Gholam-Hossein Mohseni-Ejei, a top prosecutor and first deputy of the judiciary branch, warned that if Iran President Hassan Rouhani's administration doesn't take action, the judiciary will "take the appropriate measures" themselves, according to a translation by Al-Monitor.

The judiciary has been trying to block the apps for months and is now insisting on the ban after a recent crackdown on Iranians who allegedly spread jokes about Iran's founder Ayatollah Ruhollah Khomeini, which ended with 11 people arrested.

But the Rouhani administration has so far resisted, and even after this new deadline, Rouhani's Communications Minister Mahmoud Vaezi doesn't seem willing to collaborate.

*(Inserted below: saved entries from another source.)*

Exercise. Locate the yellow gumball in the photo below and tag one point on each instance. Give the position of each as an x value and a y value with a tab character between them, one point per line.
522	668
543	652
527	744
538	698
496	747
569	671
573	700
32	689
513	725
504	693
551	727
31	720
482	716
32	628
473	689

On Monday, Vaezi said that he believes it's right to stop the spread of criminal content on Viber, but barring it completely is "another story," according to Fars News.

Vaezi's words may exacerbate a months-long standoff between the so-called hardliners close to Iran's Supreme Leader Ayatollah Ali Khamenei, who want to keep and perhaps even expand controls over freedom of expression online, and the more moderate-leaning government of Rouhani, who has long promised more Internet freedom.

Both WhatsApp and Viber are extremely popular in Iran, a country where big social media services such as YouTube, Facebook and Twitter, are completely prohibited. Viber especially seems to have become a common tool among Iranians.

"It's the main tool that my mother and my friends are using to send me messages and call me," Nariman Gharib, an Iranian Internet researcher based in London, told Mashable.

There are no official numbers, but Viber has more than 2 million downloads, according to the Iranian alternative Android app store Cafe Bazaar. Iran is also the country with the highest percentage of visitors to Viber.com, ahead of India, Russia and the United States, according to web analytics service Alexa.

Even state-owned television channel Press TV has used Viber to ask viewers to submit videos and photos from Gaza.

If Rouhani's government ends up blocking Viber and WhatsApp, Iranians may keep using the apps thanks to Virtual Private Networks (VPNs) and other circumvention tools, which are extremely popular in the country — even though they are technically illegal.

Furthermore, Viber has a history of fighting against censorship. In January, when Iran first tried to block the app, Viber created a censorship-resistant website where users could download the app directly without going through the app store.